Moskwa od tygodni wspomina, że ​​jej wywiad ma inną wersję tego, co spowodowało wrześniowe eksplozje. Tymczasem na Zachodzie uważa się że za wybuchami stała Rosja.

Reklama

Dmitrij Pieskow oświadczył, że Rosja "intensywnie pracuje" nad włączeniem jej do międzynarodowego śledztwa, które - jak wcześniej twierdziła Moskwa - "jest skrojone na miarę" i ma obciążyć odpowiedzialnością samą Rosję. Pieskow powiedział, że prace nad włączeniem Rosji odbywają się "kanałami dyplomatycznymi", ale "jak dotąd napotykają na mur niechęci".

Jak dodał Pieskow, cytowany przez "Moscow Times", okoliczności eksplozji "z pewnością zaskoczą wielu w krajach europejskich, jeśli zostaną upublicznione". Dalszych szczegółów nie podał.

"Nie dzielą się z nami informacjami"

Rosja od tygodni narzekała, że ​​nie została uwzględniona w śledztwach. - Ani Niemcy, ani Szwedzi, ani Duńczycy nie dzielą się z nami informacjami - przekazał Pieskow.

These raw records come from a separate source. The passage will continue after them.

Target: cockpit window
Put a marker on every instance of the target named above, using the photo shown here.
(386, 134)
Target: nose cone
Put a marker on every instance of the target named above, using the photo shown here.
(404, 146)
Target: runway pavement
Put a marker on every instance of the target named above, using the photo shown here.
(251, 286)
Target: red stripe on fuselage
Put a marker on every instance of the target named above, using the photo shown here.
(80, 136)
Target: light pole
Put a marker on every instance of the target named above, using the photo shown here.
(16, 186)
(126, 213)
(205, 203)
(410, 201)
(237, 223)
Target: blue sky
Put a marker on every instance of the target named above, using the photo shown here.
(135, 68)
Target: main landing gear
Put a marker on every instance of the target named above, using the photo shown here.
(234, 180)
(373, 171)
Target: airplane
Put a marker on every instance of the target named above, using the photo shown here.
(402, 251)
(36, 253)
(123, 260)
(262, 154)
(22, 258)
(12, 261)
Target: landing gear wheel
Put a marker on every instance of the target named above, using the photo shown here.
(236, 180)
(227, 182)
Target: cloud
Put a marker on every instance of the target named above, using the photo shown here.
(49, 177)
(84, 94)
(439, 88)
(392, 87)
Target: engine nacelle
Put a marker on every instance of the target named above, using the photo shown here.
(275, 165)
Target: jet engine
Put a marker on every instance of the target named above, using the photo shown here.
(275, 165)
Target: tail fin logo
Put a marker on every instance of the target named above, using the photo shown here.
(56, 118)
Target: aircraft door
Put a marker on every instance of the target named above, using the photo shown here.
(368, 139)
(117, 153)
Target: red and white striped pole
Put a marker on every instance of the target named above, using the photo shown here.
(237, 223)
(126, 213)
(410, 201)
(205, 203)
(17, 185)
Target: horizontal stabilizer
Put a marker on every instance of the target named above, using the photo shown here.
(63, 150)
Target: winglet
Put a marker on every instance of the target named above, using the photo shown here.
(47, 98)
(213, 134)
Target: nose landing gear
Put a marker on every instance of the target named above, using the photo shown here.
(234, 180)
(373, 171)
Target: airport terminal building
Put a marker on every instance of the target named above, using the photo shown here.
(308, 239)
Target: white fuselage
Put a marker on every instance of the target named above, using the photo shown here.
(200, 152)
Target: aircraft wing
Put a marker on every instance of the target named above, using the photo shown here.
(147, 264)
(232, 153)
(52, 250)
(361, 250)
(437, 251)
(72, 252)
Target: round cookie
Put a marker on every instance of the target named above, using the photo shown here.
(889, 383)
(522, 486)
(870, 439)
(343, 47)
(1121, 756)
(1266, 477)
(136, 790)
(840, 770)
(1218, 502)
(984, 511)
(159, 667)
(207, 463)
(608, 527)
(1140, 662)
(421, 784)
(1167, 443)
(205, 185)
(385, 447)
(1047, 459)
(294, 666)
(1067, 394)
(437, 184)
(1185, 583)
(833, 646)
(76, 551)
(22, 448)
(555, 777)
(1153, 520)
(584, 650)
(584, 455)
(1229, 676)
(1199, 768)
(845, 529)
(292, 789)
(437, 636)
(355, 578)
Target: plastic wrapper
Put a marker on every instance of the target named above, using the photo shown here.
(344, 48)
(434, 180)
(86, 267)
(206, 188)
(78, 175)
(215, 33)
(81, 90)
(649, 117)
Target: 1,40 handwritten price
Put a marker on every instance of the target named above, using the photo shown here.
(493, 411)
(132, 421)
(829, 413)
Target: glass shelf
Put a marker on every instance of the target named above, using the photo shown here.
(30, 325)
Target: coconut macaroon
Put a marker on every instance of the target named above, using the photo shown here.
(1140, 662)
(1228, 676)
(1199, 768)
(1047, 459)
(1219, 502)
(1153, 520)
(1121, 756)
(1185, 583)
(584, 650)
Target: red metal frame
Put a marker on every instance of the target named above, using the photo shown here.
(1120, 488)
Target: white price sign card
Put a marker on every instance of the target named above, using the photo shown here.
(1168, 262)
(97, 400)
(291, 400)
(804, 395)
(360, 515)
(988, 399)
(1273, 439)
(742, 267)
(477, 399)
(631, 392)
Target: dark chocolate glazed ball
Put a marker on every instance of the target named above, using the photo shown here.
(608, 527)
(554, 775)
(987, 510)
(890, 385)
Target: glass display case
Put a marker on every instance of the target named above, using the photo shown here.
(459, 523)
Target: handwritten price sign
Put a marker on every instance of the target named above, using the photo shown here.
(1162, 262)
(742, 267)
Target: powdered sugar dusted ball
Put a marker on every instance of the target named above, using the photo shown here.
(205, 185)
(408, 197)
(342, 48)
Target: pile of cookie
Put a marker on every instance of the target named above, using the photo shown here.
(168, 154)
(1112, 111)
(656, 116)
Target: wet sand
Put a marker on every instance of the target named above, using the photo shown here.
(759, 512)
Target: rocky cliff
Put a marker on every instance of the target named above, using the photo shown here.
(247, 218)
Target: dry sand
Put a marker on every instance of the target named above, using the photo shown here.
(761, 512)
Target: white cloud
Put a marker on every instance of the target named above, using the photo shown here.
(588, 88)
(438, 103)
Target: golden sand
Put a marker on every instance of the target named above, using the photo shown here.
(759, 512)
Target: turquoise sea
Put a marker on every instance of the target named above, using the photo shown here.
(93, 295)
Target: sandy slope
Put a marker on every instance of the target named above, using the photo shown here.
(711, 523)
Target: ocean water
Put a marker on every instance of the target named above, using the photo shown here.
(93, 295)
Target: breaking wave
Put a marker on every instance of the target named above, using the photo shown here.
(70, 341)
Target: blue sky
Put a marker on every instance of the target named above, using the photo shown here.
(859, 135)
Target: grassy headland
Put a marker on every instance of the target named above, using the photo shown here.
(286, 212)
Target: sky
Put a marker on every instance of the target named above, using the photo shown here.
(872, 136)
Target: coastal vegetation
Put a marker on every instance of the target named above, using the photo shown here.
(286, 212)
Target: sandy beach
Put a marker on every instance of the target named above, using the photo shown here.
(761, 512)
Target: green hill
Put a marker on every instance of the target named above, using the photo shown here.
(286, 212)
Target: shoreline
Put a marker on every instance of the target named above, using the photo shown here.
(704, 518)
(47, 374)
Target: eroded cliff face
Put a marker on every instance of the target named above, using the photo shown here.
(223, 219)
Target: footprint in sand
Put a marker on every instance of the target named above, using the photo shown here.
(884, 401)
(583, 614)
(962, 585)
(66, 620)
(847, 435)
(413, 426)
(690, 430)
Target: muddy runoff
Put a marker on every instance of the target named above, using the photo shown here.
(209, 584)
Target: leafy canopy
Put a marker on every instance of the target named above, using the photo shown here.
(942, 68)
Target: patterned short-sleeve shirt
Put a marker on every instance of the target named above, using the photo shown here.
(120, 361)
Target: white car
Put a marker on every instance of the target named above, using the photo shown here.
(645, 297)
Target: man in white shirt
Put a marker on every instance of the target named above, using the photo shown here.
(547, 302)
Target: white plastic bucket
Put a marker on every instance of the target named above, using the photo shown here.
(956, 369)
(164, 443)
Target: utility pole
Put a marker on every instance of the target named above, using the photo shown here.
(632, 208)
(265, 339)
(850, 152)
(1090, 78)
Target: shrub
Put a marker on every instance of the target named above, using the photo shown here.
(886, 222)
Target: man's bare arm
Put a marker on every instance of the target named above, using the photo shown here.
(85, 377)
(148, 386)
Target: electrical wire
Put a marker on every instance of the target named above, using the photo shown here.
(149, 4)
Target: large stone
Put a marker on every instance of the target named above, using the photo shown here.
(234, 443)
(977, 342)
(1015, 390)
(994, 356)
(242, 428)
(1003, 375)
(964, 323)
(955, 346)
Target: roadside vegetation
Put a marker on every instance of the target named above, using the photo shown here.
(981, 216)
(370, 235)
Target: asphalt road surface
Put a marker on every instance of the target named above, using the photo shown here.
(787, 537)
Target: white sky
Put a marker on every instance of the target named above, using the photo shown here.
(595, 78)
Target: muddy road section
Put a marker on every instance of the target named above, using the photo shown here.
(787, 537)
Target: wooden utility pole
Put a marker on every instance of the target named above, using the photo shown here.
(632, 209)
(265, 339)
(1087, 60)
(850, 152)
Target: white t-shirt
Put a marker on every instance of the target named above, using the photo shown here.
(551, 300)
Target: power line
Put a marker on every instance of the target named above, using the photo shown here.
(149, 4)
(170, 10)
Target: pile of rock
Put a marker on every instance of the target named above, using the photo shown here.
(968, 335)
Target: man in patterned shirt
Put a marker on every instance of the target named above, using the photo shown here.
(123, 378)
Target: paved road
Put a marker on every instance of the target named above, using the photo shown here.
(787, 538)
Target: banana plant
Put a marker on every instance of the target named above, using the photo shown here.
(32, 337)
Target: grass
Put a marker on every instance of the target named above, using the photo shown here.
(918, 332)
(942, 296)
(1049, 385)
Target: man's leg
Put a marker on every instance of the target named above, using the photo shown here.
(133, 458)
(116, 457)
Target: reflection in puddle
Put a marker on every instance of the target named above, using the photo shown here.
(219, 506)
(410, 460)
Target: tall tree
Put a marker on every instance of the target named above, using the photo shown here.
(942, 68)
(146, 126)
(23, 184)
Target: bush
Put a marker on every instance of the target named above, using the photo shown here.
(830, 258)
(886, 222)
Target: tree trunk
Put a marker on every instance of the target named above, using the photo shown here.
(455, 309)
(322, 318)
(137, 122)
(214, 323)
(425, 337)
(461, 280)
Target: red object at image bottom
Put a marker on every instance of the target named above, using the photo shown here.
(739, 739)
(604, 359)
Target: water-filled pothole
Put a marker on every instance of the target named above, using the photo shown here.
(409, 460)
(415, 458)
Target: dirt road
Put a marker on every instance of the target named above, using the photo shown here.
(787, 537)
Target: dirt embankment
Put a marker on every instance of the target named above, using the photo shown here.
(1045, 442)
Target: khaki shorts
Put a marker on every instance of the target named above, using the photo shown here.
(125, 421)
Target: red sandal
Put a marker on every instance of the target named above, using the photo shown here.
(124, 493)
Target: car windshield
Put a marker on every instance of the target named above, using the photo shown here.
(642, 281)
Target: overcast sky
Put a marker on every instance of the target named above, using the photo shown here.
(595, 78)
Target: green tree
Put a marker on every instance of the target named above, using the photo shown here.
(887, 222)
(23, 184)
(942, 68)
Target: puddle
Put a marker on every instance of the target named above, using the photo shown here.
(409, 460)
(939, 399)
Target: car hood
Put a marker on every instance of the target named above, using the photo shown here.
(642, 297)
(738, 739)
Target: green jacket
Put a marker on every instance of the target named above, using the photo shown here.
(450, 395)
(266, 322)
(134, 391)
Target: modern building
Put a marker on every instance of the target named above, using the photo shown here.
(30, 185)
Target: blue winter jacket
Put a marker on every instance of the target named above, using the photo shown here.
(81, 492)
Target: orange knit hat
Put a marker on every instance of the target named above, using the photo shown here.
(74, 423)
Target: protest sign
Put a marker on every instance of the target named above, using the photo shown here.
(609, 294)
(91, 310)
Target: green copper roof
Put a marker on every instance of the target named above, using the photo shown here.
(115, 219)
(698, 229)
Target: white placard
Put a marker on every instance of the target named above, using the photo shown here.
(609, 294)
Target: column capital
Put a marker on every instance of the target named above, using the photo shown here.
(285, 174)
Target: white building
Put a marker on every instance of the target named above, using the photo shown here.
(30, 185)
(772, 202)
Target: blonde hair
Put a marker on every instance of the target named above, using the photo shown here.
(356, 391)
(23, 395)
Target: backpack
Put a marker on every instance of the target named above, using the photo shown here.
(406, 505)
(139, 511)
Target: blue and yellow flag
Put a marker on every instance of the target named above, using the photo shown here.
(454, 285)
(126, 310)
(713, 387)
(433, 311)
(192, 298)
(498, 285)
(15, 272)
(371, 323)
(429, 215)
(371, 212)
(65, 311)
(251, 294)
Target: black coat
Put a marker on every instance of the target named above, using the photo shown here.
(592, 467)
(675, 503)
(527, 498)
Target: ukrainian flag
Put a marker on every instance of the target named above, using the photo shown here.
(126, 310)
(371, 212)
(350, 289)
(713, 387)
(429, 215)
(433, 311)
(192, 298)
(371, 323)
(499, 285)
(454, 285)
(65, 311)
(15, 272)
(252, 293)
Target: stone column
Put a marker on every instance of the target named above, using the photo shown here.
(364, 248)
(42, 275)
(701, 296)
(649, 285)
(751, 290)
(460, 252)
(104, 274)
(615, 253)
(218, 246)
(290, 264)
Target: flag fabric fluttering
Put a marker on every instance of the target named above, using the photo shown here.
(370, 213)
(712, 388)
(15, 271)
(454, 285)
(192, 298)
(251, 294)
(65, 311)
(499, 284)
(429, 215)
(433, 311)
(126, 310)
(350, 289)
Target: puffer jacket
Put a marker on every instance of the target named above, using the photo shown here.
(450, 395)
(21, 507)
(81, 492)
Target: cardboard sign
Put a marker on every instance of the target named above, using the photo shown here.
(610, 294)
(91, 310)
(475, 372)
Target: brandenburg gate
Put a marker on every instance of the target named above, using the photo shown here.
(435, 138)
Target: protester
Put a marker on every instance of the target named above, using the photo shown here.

Moskwa wcześniej oskarżała kraje zachodnie o to, że to one stoją za wybuchami rurociągów, zbudowanych w celu transportu rosyjskiego gazu do Niemiec.

26 września w rurociągach Nord Stream 1 (NS1) i Nord Stream 2 (NS2) stwierdzono gwałtowny spadek ciśnienia i wyciek gazu. Incydent został rozpoznany przez myśliwiec F-16 duńskich sił powietrznych. Władze w Kopenhadze odkryły łącznie trzy nieszczelności w gazociągach. Duński urząd ds. energii potwierdził, że są to dwa wycieki z NS1 na północny wschód od Bornholmu i jeden z NS2 na południowy wschód od tej wyspy. Potężne eksplozje i rozległe zniszczenia Nord Stream 1 oraz 2 potwierdza także śledztwo przeprowadzone przez Danię w jej wyłącznej strefie ekonomicznej.